GM Strike Will Be Costly for Company and Workers

Allen Smith, J.D. By Allen Smith, J.D. September 19, 2019
GM Strike Will Be Costly for Company and Workers

​General Motors (GM) and labor unions have much at stake with approximately 46,000 workers on strike. Even a short strike is costly and the longer the strike runs, the greater its impact will be on the economy. We've gathered articles on the strike from SHRM Online and other trusted media outlets.

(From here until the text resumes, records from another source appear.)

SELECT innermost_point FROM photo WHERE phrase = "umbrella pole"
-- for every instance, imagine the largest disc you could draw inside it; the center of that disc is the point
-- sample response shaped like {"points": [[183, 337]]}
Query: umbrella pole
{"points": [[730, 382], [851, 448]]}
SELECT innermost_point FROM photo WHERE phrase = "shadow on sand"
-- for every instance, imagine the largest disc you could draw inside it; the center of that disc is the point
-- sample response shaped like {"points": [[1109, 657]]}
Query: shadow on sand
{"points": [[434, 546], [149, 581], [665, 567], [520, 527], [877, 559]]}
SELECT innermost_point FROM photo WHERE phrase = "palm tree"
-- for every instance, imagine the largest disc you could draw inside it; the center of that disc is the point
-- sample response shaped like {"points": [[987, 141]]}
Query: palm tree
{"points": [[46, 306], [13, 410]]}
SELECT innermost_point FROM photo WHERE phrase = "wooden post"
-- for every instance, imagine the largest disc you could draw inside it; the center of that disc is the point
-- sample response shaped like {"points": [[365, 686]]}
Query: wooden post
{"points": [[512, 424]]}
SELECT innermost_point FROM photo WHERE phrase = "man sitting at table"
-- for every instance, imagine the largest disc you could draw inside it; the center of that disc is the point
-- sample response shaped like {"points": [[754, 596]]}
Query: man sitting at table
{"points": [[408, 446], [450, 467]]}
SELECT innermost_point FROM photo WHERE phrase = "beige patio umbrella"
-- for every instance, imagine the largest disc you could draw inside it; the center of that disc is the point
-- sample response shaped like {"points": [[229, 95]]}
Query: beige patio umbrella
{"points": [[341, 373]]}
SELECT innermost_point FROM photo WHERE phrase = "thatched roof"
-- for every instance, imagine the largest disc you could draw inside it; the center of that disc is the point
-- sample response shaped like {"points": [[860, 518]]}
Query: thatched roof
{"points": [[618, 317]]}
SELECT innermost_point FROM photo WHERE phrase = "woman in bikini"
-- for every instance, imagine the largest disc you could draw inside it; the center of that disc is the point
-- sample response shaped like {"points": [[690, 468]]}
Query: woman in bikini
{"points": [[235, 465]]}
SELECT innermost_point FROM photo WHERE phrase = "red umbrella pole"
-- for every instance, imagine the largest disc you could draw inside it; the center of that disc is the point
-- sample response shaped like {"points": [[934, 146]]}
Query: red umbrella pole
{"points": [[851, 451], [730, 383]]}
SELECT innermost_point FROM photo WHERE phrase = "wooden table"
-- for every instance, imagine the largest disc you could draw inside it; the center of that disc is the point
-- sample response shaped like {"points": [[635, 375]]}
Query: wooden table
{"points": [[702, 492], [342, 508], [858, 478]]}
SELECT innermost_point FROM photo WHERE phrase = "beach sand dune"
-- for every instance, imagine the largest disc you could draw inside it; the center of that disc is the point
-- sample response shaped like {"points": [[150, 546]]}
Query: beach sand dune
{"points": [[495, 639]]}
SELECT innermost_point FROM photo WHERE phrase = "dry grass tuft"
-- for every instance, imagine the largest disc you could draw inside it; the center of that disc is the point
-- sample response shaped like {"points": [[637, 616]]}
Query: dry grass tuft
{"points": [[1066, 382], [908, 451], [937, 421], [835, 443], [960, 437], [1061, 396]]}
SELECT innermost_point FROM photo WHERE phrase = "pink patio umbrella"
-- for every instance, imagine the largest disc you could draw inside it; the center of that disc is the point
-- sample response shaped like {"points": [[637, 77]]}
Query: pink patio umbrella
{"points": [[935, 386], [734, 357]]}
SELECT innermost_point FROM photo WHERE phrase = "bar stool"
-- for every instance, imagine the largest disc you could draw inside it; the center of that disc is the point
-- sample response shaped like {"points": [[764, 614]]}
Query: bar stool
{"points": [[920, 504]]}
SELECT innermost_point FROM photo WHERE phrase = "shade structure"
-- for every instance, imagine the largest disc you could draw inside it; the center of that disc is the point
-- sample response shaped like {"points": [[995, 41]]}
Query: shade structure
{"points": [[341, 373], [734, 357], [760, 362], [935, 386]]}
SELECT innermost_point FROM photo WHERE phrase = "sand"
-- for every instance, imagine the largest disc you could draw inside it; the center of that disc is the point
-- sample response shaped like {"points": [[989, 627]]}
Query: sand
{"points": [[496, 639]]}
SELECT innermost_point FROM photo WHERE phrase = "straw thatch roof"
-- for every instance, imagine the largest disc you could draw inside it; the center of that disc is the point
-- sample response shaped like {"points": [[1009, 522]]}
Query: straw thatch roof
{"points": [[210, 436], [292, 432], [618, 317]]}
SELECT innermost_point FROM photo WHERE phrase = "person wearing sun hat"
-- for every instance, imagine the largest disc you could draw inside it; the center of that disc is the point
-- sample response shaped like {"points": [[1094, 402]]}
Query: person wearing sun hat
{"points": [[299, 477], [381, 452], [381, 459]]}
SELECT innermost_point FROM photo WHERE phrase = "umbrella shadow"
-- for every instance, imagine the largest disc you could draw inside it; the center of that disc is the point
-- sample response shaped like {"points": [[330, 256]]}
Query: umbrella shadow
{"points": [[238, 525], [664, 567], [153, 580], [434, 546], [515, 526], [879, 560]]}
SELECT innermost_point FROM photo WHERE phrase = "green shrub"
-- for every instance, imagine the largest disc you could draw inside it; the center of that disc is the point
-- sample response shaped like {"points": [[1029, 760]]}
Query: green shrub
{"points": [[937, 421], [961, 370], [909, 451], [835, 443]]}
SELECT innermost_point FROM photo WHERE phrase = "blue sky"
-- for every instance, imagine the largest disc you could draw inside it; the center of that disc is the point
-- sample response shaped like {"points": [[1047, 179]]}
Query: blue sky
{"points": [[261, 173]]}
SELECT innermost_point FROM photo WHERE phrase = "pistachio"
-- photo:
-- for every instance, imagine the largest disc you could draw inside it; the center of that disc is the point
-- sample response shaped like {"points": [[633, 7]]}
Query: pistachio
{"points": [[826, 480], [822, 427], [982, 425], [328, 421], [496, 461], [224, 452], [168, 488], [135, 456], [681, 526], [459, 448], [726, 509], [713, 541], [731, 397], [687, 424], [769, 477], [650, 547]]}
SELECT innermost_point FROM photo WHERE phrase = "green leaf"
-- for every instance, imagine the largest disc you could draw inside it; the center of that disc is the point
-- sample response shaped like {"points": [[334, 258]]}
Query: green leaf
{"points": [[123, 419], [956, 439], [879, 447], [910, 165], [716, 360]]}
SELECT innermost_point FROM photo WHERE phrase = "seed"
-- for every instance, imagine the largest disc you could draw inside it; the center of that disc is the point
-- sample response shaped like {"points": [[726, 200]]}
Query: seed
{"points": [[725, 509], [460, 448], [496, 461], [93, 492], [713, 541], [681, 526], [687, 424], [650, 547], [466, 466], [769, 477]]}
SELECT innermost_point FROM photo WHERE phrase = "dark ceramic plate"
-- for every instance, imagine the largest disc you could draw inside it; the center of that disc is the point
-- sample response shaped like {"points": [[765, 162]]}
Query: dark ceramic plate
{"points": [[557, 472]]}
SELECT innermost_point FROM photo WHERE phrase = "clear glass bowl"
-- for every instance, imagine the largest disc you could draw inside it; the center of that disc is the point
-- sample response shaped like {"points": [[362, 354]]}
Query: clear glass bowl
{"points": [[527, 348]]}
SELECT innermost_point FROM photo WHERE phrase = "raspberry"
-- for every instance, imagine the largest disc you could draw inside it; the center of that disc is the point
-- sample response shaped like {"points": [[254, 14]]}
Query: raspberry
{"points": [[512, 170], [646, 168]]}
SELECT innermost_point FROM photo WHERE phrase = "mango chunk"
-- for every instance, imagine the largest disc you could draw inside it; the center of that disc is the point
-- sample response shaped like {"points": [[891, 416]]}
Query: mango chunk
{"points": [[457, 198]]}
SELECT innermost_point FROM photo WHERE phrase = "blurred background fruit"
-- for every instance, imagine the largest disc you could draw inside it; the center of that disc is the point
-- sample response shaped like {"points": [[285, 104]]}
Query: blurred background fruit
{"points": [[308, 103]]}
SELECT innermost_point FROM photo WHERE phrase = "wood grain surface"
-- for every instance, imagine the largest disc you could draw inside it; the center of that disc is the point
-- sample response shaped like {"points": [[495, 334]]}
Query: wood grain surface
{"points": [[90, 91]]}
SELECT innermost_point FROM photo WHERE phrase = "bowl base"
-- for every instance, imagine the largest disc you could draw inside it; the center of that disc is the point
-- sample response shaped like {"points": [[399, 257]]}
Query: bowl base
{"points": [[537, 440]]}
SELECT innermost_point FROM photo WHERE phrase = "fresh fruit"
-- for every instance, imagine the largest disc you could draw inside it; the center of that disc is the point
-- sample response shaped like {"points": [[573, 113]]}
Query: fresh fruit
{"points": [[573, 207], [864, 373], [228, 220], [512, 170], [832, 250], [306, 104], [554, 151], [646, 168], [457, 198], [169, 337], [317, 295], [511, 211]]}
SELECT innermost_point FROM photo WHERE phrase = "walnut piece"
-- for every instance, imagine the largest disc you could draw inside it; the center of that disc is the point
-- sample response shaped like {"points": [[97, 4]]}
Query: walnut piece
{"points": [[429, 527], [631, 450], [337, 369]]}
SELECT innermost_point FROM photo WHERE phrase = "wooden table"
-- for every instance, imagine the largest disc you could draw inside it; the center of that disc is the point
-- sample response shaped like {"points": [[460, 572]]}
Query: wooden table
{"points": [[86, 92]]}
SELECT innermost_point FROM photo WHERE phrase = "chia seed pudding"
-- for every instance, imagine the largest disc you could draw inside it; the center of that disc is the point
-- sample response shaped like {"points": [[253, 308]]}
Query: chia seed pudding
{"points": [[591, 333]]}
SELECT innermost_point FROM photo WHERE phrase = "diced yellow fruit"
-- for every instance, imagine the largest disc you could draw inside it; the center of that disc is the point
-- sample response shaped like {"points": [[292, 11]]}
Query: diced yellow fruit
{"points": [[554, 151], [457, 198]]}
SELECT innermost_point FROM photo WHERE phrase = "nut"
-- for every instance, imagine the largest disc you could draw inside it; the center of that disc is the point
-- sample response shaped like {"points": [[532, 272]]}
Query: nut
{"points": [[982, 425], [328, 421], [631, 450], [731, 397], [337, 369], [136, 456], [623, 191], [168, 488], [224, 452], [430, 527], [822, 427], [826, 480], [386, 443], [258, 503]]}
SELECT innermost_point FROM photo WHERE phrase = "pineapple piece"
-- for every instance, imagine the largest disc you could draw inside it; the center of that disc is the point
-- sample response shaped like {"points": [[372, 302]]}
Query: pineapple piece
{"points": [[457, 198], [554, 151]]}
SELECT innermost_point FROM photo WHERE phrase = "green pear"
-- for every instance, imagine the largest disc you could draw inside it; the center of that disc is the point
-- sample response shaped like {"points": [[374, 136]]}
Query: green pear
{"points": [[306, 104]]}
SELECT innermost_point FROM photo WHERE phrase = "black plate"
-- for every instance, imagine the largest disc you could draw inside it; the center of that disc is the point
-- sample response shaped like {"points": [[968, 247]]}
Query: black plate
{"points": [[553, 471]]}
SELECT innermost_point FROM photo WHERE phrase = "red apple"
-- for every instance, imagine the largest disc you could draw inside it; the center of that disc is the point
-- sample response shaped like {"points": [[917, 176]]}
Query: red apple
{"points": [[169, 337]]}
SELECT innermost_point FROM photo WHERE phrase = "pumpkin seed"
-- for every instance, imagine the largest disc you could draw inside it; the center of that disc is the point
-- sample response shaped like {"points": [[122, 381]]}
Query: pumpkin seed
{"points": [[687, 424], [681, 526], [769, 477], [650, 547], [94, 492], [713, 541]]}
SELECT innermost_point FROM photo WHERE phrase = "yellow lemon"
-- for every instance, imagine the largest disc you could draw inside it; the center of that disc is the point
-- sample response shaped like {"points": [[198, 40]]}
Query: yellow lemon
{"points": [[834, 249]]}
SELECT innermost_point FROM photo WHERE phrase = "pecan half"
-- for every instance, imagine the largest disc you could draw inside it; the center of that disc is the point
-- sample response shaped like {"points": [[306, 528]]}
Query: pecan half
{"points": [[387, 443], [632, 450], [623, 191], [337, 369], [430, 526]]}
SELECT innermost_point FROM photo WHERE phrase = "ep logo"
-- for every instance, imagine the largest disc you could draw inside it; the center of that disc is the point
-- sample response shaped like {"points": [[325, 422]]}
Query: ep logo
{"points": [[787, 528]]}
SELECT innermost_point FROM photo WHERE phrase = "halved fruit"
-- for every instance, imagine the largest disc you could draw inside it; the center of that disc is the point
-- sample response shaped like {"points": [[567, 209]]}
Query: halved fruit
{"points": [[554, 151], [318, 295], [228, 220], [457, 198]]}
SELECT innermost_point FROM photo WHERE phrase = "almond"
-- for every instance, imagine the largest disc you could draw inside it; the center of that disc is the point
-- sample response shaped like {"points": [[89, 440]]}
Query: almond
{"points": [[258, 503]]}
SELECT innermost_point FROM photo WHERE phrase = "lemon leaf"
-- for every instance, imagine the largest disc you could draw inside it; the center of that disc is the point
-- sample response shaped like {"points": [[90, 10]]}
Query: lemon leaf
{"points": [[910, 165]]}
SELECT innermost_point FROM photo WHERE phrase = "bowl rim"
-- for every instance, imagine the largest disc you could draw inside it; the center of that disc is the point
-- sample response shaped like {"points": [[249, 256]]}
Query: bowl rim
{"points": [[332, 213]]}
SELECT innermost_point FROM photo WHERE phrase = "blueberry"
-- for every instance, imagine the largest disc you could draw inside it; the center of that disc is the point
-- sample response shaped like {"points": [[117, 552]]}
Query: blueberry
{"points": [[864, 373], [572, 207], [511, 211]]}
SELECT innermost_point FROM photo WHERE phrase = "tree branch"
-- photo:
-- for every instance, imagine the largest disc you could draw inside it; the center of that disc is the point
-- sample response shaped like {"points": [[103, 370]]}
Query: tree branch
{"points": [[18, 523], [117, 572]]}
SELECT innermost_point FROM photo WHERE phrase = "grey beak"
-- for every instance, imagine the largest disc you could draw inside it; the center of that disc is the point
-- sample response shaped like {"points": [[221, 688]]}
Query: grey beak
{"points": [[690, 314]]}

Strike Will Be Expensive for Company

Estimates of how costly the strike will be for GM per day range from $50 million in operating income—Credit Suisse's projection—to Citigroup's prediction of nearly $100 million. The strike, which is in more than 30 factories across 10 states, will reduce GM's expected third-quarter operating profit of approximately $3.5 billion. But it isn't as costly as previous ones since the company's union workforce has shrunk in recent years. A 1996 supplier strike forced GM to lay off 177,000 union members—nearly quadruple the size of its current union workforce.

(The Wall Street Journal)

National Economy Could Be Affected

Some industry experts think the strike will be short, perhaps even ending this week because it's so costly for both sides. The strikers are reportedly getting $250 per week in strike pay—a sixth of what they usually earn. But if the strike lasts more than a few weeks, it could damage the broader economy.


Local Economies Already Feeling the Effect

Each day of the strike deals a bigger blow to the local economies where the factories are located. One GM job is tied to approximately seven other spin-off jobs. Restaurants near the factories are cutting back employee hours. Strikers aren't shopping as much. Suppliers for the plants may shut down if the strike lasts longer than a week. Northwood University Professor Tim Nash said the strike could set up Michigan for a minor recession. Some analysts worry that the strike could tip the Midwest, where the bulk of companies that supply GM with products and services are located, into a recession.

(ABC12 WJRT) and (CNN)

Wages Are Key Issue

The strikers want higher wages. Al Tiller, a 22-year GM employee and shop chairman for the United Automobile Workers (UAW) Local 1005, said union workers merit more of the profits the company has made since the Great Recession, partly due to worker concessions then. "How can you make record profits and not give us back what we gave up to save your company?" he asked. In a statement on UAW negotiations, GM said, "Our goal remains to reach an agreement that builds a stronger future for our employees and our business."


Company Already Has Made Concessions

GM reportedly has already made concessions in negotiations. It wanted workers to pay 15 percent of their health-care costs but at the time of the deadline offer with the UAW reduced that to 4 percent. The strike went forward, however, partly due to differences between the company's and the union's positions on wages and the use of temporary workers. GM wanted to raise salaries 2 percent in two years of the contract and 2 percent lump-sum payments in the other two years. The union wanted more.


GM Downsized at End of Last Year

The strike follows last November's decision to close four U.S. GM factories. The plants are in Detroit; Warren, Mich.; White Marsh, Md.; and Warren, Ohio. Many of the factory workers transferred to other plants. The company is in negotiations to save one of the closed factories, its Detroit-Hamtramck plant, to eventually produce electric pickup trucks, according to The Wall Street Journal.

(SHRM Online)

Strikes Are Becoming More Common

Strikes are on the rise not only in the public sector, most notably among teachers, but also the private sector, including in the airline, hotel, grocery and ride-share industries. That trend might continue.